The transcript delves into the significant changes brought about by the COVID-19 pandemic in the realms of work and living. Neumann discusses the accelerated shift towards remote working and its implications for residential real estate. This transition has led to a reevaluation of the functionality and design of living spaces, with a growing emphasis on flexibility, comfort, and the integration of work and life.


Community and Connection in Residential Spaces:

A central theme in Neumann's vision is the importance of community and human connection. He advocates for a transformation in how residential buildings are structured, moving away from isolated living units to spaces that encourage interaction and foster a sense of community among residents. The aim is to create environments where people feel more connected, supported, and engaged with their neighbors.
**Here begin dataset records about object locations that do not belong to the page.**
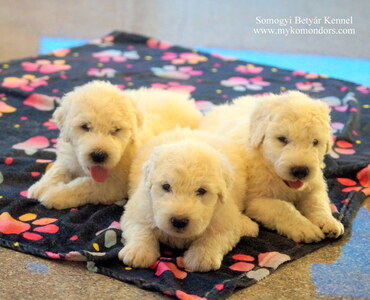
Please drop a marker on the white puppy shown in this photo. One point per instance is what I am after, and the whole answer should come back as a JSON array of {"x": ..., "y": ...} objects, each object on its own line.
[
  {"x": 184, "y": 192},
  {"x": 285, "y": 138},
  {"x": 101, "y": 128}
]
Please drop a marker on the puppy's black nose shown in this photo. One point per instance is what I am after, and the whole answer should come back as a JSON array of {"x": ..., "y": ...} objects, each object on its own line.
[
  {"x": 98, "y": 156},
  {"x": 300, "y": 172},
  {"x": 179, "y": 223}
]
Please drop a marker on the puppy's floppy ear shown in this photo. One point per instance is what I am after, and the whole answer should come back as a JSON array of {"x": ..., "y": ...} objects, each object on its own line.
[
  {"x": 227, "y": 174},
  {"x": 259, "y": 119}
]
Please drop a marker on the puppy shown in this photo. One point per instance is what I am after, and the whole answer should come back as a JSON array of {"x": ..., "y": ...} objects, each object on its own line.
[
  {"x": 285, "y": 139},
  {"x": 101, "y": 128},
  {"x": 184, "y": 192}
]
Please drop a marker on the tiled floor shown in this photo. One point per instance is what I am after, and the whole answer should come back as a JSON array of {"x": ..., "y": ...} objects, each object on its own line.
[{"x": 338, "y": 271}]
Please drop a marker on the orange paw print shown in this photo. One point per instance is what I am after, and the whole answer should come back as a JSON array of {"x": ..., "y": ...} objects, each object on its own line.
[{"x": 27, "y": 225}]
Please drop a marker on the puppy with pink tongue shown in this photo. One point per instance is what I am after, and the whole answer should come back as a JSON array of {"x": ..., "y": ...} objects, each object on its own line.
[
  {"x": 285, "y": 138},
  {"x": 101, "y": 129}
]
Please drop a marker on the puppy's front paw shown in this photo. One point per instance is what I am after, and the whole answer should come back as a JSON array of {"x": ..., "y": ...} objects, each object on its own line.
[
  {"x": 138, "y": 255},
  {"x": 330, "y": 226},
  {"x": 250, "y": 228},
  {"x": 303, "y": 231},
  {"x": 199, "y": 259}
]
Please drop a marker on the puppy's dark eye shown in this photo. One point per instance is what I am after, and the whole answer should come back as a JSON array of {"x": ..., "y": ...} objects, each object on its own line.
[
  {"x": 85, "y": 127},
  {"x": 166, "y": 187},
  {"x": 200, "y": 191},
  {"x": 283, "y": 140}
]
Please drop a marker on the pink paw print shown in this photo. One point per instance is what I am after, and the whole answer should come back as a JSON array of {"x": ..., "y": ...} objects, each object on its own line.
[
  {"x": 61, "y": 52},
  {"x": 33, "y": 144},
  {"x": 46, "y": 66},
  {"x": 242, "y": 84},
  {"x": 341, "y": 147},
  {"x": 27, "y": 225},
  {"x": 26, "y": 83},
  {"x": 164, "y": 264},
  {"x": 5, "y": 108},
  {"x": 183, "y": 58},
  {"x": 153, "y": 43},
  {"x": 115, "y": 55},
  {"x": 307, "y": 75},
  {"x": 174, "y": 86},
  {"x": 363, "y": 183},
  {"x": 105, "y": 72},
  {"x": 41, "y": 102},
  {"x": 173, "y": 72},
  {"x": 363, "y": 89},
  {"x": 248, "y": 68}
]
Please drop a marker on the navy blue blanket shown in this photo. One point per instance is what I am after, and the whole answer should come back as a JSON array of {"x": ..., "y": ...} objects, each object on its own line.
[{"x": 29, "y": 92}]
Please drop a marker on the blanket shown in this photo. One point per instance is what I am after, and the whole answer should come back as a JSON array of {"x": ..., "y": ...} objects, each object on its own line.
[{"x": 30, "y": 90}]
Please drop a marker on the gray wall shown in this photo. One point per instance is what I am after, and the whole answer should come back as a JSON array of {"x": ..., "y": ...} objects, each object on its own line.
[{"x": 213, "y": 23}]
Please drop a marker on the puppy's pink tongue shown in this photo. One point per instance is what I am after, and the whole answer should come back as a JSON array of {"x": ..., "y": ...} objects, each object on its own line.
[
  {"x": 294, "y": 184},
  {"x": 98, "y": 173}
]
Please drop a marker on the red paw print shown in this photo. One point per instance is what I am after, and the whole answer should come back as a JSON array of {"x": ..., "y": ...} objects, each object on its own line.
[{"x": 27, "y": 225}]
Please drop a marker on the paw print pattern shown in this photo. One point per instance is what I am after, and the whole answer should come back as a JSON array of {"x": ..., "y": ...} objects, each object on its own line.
[
  {"x": 307, "y": 75},
  {"x": 26, "y": 83},
  {"x": 154, "y": 43},
  {"x": 115, "y": 55},
  {"x": 41, "y": 102},
  {"x": 164, "y": 264},
  {"x": 362, "y": 183},
  {"x": 6, "y": 108},
  {"x": 248, "y": 68},
  {"x": 242, "y": 84},
  {"x": 33, "y": 144},
  {"x": 27, "y": 225},
  {"x": 309, "y": 86},
  {"x": 363, "y": 89},
  {"x": 174, "y": 86},
  {"x": 46, "y": 66},
  {"x": 260, "y": 268},
  {"x": 184, "y": 58},
  {"x": 104, "y": 72}
]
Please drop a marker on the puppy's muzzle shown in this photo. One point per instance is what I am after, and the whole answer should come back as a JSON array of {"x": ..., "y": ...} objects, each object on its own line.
[
  {"x": 300, "y": 172},
  {"x": 179, "y": 223},
  {"x": 98, "y": 156}
]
Integration of Technology in Real Estate:

Neumann also highlights the critical role of technology in enhancing the residential living experience. From streamlining rental processes to improving building maintenance and offering innovative resident services, technology is seen as a key enabler in making residential living more efficient, convenient, and enjoyable.


Financial Innovation in Housing:

A significant aspect of Neumann's approach is the introduction of new financial models in the housing market. He envisions a system where residents can share in the value creation of their living spaces, challenging the traditional renter-landlord dynamic. This model aims to provide residents with a sense of ownership and a financial stake in their homes.


Challenges and Opportunities in Urban Development:

Finally, the transcript touches upon the broader challenges and opportunities in urban development. Neumann discusses issues like zoning laws, the role of government in housing, and the need for innovative solutions to address housing shortages and improve urban living.


In summary, "Disrupting the World's Largest Asset Class with Adam Neumann" provides a detailed look into Neumann's ambitious plan to transform the residential real estate sector. His vision encompasses a holistic approach that combines community building, technological innovation, and financial restructuring to redefine the urban living experience.